Pemulihan bangsa ini tidak bisa dimulai dari teknologi, proyek besar, atau reformasi hukum saja. Ia harus dimulai dari restorasi moral negara melalui empat jalur:
Satu, mengembalikan oposisi politik sebagai organ moral demokrasi. Dua, menghidupkan kembali etika tanggung jawab agar pejabat publik membawa prinsip “jika ragu, pilih keputusan yang menyelamatkan manusia” dan budaya mundur ketika gagal.

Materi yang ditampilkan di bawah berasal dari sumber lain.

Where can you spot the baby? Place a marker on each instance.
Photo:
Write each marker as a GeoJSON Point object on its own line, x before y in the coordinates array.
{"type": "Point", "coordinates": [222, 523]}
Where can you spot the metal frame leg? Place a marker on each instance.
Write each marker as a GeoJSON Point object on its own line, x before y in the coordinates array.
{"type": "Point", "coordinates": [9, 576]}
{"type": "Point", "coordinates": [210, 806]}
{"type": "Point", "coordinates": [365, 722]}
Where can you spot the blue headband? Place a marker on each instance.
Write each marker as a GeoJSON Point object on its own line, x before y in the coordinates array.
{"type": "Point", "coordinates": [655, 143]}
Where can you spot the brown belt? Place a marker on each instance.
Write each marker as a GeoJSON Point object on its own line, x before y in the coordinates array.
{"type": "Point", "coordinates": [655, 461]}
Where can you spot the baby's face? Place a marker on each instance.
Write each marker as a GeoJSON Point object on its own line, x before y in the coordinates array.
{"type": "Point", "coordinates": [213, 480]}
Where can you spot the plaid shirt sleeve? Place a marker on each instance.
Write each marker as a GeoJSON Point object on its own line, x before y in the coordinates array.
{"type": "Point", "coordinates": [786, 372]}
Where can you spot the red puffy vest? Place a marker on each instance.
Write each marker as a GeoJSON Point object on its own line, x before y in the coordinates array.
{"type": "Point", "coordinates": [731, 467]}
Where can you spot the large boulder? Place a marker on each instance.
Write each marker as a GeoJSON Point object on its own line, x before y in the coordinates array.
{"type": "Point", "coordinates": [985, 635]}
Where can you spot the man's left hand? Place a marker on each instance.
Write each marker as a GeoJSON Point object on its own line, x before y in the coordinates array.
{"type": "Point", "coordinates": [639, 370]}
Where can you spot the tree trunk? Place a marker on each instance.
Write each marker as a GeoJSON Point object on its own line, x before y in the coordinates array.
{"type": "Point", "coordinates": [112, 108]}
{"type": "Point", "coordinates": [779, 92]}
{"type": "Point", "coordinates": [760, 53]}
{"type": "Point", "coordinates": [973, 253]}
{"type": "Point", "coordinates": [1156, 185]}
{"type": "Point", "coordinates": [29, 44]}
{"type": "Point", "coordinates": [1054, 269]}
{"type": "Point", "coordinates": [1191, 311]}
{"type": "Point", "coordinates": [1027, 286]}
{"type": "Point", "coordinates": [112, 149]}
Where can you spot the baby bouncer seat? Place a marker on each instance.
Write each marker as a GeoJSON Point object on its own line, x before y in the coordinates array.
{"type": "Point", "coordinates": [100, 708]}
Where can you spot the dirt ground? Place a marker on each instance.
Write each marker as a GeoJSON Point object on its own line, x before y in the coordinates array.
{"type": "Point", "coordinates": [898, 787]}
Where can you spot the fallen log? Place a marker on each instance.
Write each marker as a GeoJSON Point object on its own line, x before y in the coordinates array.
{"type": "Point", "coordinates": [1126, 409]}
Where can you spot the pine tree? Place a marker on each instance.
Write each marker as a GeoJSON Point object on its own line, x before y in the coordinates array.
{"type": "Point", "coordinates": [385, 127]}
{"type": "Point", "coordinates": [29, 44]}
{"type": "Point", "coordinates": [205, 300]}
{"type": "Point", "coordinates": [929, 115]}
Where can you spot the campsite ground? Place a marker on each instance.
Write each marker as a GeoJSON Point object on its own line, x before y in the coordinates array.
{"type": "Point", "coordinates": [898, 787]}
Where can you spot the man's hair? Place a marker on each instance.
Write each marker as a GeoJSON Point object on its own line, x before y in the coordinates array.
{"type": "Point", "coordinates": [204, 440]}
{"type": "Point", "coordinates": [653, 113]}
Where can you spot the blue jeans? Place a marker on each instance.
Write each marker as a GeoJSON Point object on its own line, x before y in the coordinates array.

Tiga, merestorasi kepemimpinan moral masyarakat—agamawan, akademisi, mahasiswa, dan aktivis harus kembali berdiri sebagai oposisi moral dan kekuatan penegur negara
Empat, reformasi sistem tanggap darurat yang berbasis nyawa, bukan prosedur, dengan komando tunggal, kecepatan sebagai prinsip, pemotongan rantai birokrasi, integrasi pusat-daerah, dan audit moral tanggap darurat.
Menyelamatkan Jiwa Negara
Restorasi moral ini bukan sekadar reformasi teknis, tetapi pembaruan etika kebangsaan. Indonesia hari ini bukan sekadar menghadapi kegagalan teknis dalam menghadapi bencana. Bangsa ini sedang menghadapi krisis yang lebih mendasar: negara kehilangan ruh dan jiwa fungsional dan tanggungjawabnya.
Negara yang kehilangan rasa bersalah, kehilangan rasa malu, kehilangan oposisi, kehilangan suara moral, dan kehilangan etika pelayanan adalah negara yang tidak lagi mampu menyelamatkan rakyatnya.
Pemulihan bangsa harus dimulai dari pemulihan moral negara—dari keberanian untuk berkata bahwa kita sedang tersesat sebagai bangsa.
Sebab tanpa pemulihan moral itu, bencana berikutnya akan kembali datang bukan sebagai ujian alam, tetapi sebagai bukti bahwa negara ini gagal berdiri sebagai penjaga kehidupan manusia, bukan karena tidak mampu namun lebih karena tidak mau dan tidak sadar.